Sometimes winning isn't pretty, and Bill Haas proved that at the Humana Challenge--even as he was signing for an aggregate score of 22-under.
Haas hit his tee shot on the final hole right, and his ball perched on on the grass just above the lip of a steep fairway bunker. When Haas took his stance, the ball was nearly waist high. The mission was simple: Advance the ball to a position where he could reach the green in regulation without shanking it, or pull hooking it across the fairway into the water.
Using a middle iron, he caught the ball cleanly with a baseball swing and left himself a straightforward third shot into the green. He made his par and preserved a one-shot victory over five other players.
"Bill made all the right decisions there," says top Georgia teacher Mike Granato. "Even though he was only trying to advance the ball a short distance, he picked a lower-lofted iron, which reduced the chance of the shot shooting off to the left from such a severe lie. And when he swung, he was thinking single instead of home run. He resisted the temptation to try to push the ball farther down the fairway. He picked a 6-iron, choked down and made a controlled swing to promote clean contact--which is way more important than total distance."

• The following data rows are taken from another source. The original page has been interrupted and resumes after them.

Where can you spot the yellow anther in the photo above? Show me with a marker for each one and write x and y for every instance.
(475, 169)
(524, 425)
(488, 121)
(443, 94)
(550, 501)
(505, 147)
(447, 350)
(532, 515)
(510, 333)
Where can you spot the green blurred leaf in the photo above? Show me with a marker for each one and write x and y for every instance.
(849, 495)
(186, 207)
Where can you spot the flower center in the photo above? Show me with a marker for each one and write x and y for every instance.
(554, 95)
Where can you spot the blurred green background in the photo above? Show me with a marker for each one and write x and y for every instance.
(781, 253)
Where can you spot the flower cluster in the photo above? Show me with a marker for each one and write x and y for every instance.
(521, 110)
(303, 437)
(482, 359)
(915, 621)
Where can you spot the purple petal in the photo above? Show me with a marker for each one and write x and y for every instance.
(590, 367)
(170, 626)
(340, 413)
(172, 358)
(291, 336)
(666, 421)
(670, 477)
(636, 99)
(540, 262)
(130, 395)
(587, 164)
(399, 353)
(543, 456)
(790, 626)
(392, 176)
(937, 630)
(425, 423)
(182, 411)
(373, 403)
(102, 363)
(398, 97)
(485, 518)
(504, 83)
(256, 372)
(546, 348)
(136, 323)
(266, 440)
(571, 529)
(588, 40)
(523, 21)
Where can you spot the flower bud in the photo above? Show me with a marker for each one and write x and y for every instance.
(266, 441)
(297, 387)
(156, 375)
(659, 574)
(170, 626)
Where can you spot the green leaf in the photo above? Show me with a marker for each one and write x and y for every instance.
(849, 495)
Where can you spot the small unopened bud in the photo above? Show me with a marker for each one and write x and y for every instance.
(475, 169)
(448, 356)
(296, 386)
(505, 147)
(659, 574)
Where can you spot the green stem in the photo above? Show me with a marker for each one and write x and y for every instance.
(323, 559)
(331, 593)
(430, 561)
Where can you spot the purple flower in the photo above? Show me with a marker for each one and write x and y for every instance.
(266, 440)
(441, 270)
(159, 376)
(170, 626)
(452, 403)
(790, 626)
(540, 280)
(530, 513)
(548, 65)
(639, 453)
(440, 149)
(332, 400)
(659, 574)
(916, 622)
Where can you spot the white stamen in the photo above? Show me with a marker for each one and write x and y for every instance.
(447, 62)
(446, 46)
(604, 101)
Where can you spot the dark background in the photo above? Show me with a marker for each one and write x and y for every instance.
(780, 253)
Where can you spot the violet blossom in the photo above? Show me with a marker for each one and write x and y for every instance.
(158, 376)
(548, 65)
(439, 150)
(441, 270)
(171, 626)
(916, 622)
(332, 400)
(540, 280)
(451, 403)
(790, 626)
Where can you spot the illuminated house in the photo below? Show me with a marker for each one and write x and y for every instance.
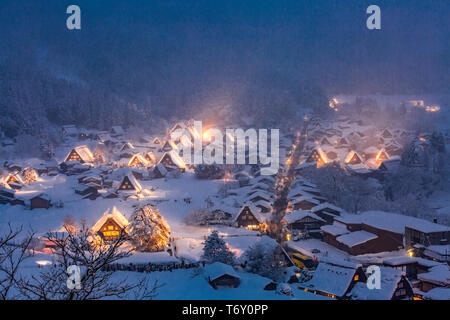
(111, 224)
(138, 160)
(381, 156)
(353, 158)
(386, 134)
(81, 154)
(150, 157)
(130, 183)
(14, 180)
(171, 160)
(334, 278)
(318, 156)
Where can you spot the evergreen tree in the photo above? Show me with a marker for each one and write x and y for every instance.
(216, 250)
(149, 231)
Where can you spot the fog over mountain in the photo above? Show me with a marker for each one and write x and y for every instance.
(137, 59)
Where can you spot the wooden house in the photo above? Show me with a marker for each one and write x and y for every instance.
(171, 160)
(304, 203)
(303, 220)
(353, 158)
(29, 175)
(159, 171)
(249, 217)
(14, 180)
(260, 195)
(428, 234)
(437, 277)
(381, 157)
(386, 134)
(318, 156)
(117, 131)
(334, 278)
(111, 225)
(327, 211)
(150, 157)
(129, 183)
(394, 286)
(138, 161)
(80, 154)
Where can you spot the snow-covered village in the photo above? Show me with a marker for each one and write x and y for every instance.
(102, 199)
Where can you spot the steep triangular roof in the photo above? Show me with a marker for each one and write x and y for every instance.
(171, 158)
(114, 214)
(138, 159)
(253, 210)
(130, 180)
(81, 153)
(353, 158)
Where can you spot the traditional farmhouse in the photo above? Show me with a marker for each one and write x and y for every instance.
(249, 217)
(334, 278)
(171, 160)
(318, 156)
(353, 158)
(129, 183)
(138, 161)
(394, 286)
(303, 221)
(111, 225)
(80, 154)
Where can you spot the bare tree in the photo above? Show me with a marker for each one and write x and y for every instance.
(13, 251)
(87, 253)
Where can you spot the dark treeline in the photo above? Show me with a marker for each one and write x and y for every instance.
(139, 60)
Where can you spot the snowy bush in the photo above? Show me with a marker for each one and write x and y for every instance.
(284, 288)
(217, 250)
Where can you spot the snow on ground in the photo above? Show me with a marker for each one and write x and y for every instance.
(196, 287)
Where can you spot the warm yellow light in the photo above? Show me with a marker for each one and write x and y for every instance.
(432, 108)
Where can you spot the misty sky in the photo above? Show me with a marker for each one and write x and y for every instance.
(151, 45)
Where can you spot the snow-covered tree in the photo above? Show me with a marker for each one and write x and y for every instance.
(263, 260)
(82, 248)
(217, 250)
(149, 231)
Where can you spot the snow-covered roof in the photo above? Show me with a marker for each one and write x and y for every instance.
(390, 279)
(438, 294)
(218, 269)
(404, 260)
(298, 215)
(114, 214)
(140, 158)
(331, 279)
(439, 275)
(326, 205)
(392, 222)
(254, 210)
(309, 199)
(355, 238)
(176, 159)
(134, 182)
(84, 153)
(260, 194)
(334, 229)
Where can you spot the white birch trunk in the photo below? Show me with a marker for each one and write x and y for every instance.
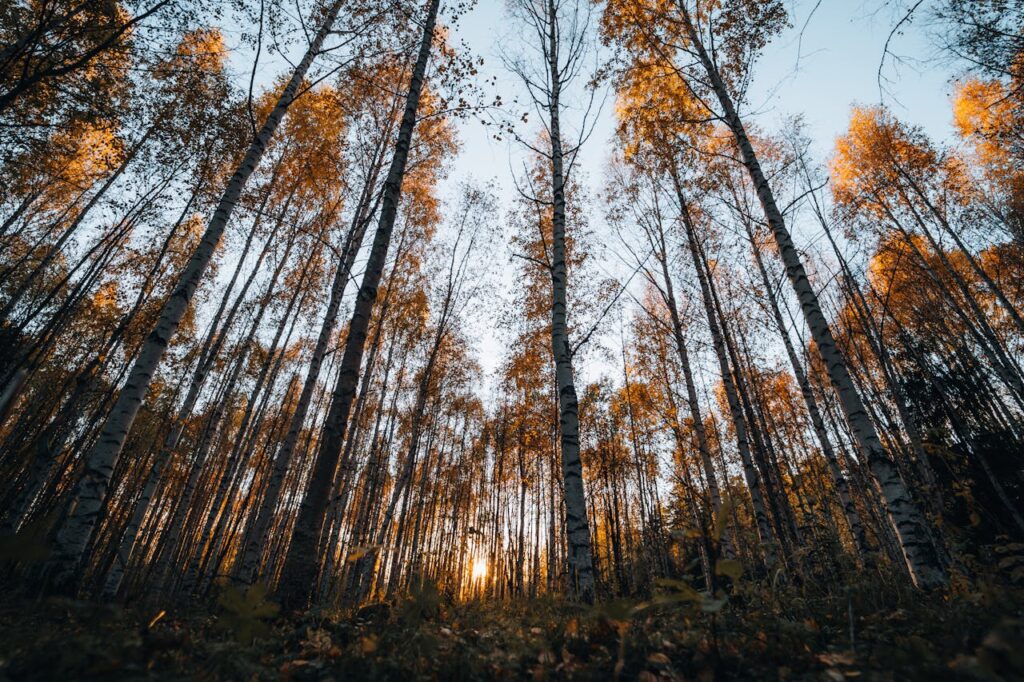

Your next bad lie situation might not match Haas', but you can still make the same good strategy choices. "Another thing to take in consideration is what the shaft is going to do through impact," says Granato, who is based in White, Ga. "On every shot you hit, the shaft droops--or bends slightly downward--through impact. When the ball is above your feet, the drooping effect is increased. Plan for it, and address the ball a little higher than normal."